Product articles SQL Compare Database Builds and Deployments
Database Build Breakers: Avoiding…

10 February 2020

Guest post

This is a guest post from Phil Factor. Phil Factor (real name withheld to protect the guilty), aka Database Mole, has 30 years of experience with database-intensive applications.

Despite having once been shouted at by a furious Bill Gates at an exhibition in the early 1980s, he has remained resolutely anonymous throughout his career.

He is a regular contributor to Simple Talk and SQLServerCentral.

10 February 2020

Database Build Breakers: Avoiding Constraint Violations during SQL Server Deployments

A common database build breaker is data that violates the conditions of any of the CHECK, UNIQUE or FOREIGN KEY constraints, and unique non-clustered indexes, designed to protect the consistency and integrity of your data. Phil Factor explain how to avoid this problem, using SQL Compare and some custom stored procedures to discover which rows will cause violations, and fixing them, before running the build.

Guest post

This is a guest post from Phil Factor. Phil Factor (real name withheld to protect the guilty), aka Database Mole, has 30 years of experience with database-intensive applications.

Despite having once been shouted at by a furious Bill Gates at an exhibition in the early 1980s, he has remained resolutely anonymous throughout his career.

He is a regular contributor to Simple Talk and SQLServerCentral.
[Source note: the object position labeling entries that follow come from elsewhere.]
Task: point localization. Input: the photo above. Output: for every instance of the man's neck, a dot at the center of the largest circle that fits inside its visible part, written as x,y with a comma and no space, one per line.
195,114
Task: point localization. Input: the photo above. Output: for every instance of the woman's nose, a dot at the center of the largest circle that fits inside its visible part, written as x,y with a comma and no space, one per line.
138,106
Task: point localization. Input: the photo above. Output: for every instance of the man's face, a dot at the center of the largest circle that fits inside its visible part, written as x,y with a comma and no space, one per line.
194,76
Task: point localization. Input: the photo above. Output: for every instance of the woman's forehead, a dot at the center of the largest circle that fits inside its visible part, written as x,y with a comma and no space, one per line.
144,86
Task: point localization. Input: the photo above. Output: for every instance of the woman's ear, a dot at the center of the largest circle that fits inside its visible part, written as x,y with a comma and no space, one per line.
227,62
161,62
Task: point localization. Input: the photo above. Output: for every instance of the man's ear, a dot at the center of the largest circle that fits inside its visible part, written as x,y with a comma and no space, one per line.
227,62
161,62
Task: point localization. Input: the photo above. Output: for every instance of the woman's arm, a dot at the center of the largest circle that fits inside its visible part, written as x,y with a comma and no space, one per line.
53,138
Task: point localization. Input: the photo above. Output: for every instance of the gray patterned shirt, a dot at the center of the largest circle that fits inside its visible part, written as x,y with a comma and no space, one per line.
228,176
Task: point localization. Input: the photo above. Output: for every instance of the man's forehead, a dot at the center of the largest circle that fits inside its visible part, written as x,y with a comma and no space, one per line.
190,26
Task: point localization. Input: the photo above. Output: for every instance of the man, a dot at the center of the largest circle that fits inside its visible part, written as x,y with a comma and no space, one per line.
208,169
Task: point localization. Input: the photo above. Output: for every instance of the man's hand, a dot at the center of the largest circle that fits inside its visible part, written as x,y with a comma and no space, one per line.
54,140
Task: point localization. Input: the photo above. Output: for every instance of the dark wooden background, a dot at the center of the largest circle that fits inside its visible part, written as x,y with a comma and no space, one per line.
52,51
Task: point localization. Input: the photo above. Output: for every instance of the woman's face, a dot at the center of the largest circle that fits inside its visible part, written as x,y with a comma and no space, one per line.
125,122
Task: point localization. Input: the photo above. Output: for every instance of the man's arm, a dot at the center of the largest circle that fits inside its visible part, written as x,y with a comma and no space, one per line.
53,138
Build errors, caused by constraint violations, can happen during development, where you will typically build the database, temporarily disable constraints, bulk import the test data and reenable constraints such that they are ‘trusted’. If someone has, for example, fiddled with the test data without updating the constraint definitions, then re-enabling constraints can lead to build errors. You can encounter similar problems if you’re deploying changes to table constraints in existing databases, and some ‘bad data’ has previously snuck into those tables. Dealing with problems, once a deployment has already failed will inevitably cause disruption, while someone identifies and fixes each row of bad data, error-by-error.

This article will show you how to prevent constraint violations from ‘breaking the build’, during SQL Compare deployments, by ferreting out any conflicting rows in advance, and developing a script to fix the data. The detective work is done by some custom stored procedures, which extract the constraint metadata from the source database (and can save it in a JSON constraint document), and then ‘test’ the data in the target database against the new constraint definitions. This produces an advance report listing which rows of data, if any, would cause constraint violations during a subsequent deployment, and why. Armed with this, you can develop the script that will fix the bad data and so avoid any errors.

During development builds, you can bulk load the data, test it and run the script to fix any conflicting rows, and the reenable constraints. When deploying changes to other databases, you can use the JSON constraint document to test the data in the target database. You can either fix the data using a SQL Compare pre-deployment script or, probably safer, deploy any new constraints in a ‘disabled’ state, initially, and then use a SQL Compare post-deployment script to fix the data and then enable them.

Why worry about constraints and bad data?

Constraints restrict in some way the values allowed in a column, or combination of columns. A FOREIGN KEY constraint restricts values to those that already exist in the referenced table. A UNIQUE constraint forbids duplicates (if users request the current sales tax rate in Arizona, they want one answer, not three). A CHECK constraint restricts values to those that have meaning for the business. In other words, there are there to protect the integrity and consistency of your data. They police the data to make sure that it doesn’t contain mistakes, ambiguities and misunderstandings.

However, when you build a new version of a database, during development, or deploy changes to existing databases, the constraints you’ve rightfully added to protect your data, can also slow you down.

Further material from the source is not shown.